The other thing you are unable to call methods of A from E directly. There is no distinct path from E to A. The following code wouldn't be compiled. The compiler will raise an error that reference to methodA is ambiguous.
class A
{
    public:
        virtual void methodA(){}
};
class B : public A
{
};
class D : public A
{
};
class E : public B, public D
{
    virtual void methodE(){ methodA(); }
};
In this case you should explicitly call methodA either from B or D
virtual void methodE(){ B::methodA(); D::methodA(); }
Also you can face a problem with A as a base of E
A *a = new E;//‘A’ is an ambiguous base of ‘E’
You say you can do smth like this
A *a; 
    E *e = new E;
    void *v = (void *)e;
    a = (A *)v;
No chance to expect defined behavior with this piece of c-ish code.

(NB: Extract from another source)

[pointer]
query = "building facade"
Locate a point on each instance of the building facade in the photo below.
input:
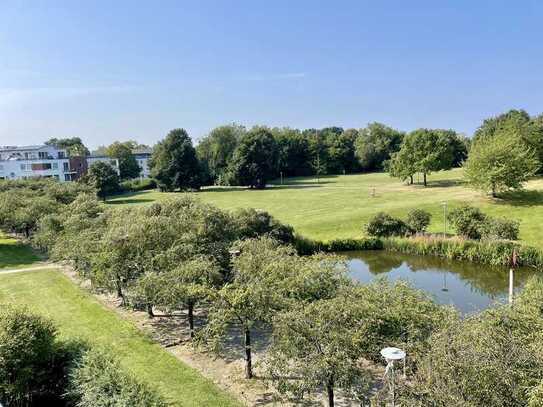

Now let's look how things change w/ virtual base class.
class A
{
};
class B : virtual public A
{
};
class D : virtual public A
{
};
class E : public B, public D
{
};
Class A was defined as a virtual base class in the code above. Let's look what g++ says
Class A
   size=1 align=1
   base size=0 base align=1
A (0xb7f7a680) 0 empty

Class B
   size=4 align=4
   base size=4 base align=4
B (0xb7f7a6c0) 0 nearly-empty
    vptridx=0u vptr=((& B::_ZTV1B) + 12u)
  A (0xb7f7a700) 0 empty virtual
      vbaseoffset=-0x00000000c

Class D
   size=4 align=4
   base size=4 base align=4
D (0xb7f7a7c0) 0 nearly-empty
    vptridx=0u vptr=((& D::_ZTV1D) + 12u)
  A (0xb7f7a800) 0 empty virtual
      vbaseoffset=-0x00000000c

Class E
   size=8 align=4
   base size=8 base align=4
E (0xb7f7a880) 0
    vptridx=0u vptr=((& E::_ZTV1E) + 12u)
  B (0xb7f7a8c0) 0 nearly-empty
      primary-for E (0xb7f7a880)
      subvttidx=4u
    A (0xb7f7a900) 0 empty virtual
        vbaseoffset=-0x00000000c
  D (0xb7f7a940) 4 nearly-empty
      subvttidx=8u vptridx=12u vptr=((& E::_ZTV1E) + 24u)
    A (0xb7f7a900) alternative-path
Class E has one instance of A(by address 0xb7f7a900). We got rid of overhead. In the output you can see that there is only one path from A to E. There is no problem with compiling the following code
class E : public B, public D
{
    virtual void methodE(){ methodA(); }
};
And A can be used as a base class for E
A *a = new E;
With virtual inheritance we achieve better object model but we can loose some performance in order to run-time resolving paths to base from derived and from base to derived classes through v-table. With small classes we can even get overhead if v-table is pretty big.

The other thing you should be aware that c-style casting between derived and base classes(both ways) may break your program. Use dynamic_cast instead. That is because with the v-table classes not more of POD(Plain Old Data) types. c-style casts won't work correctly with non-POD types.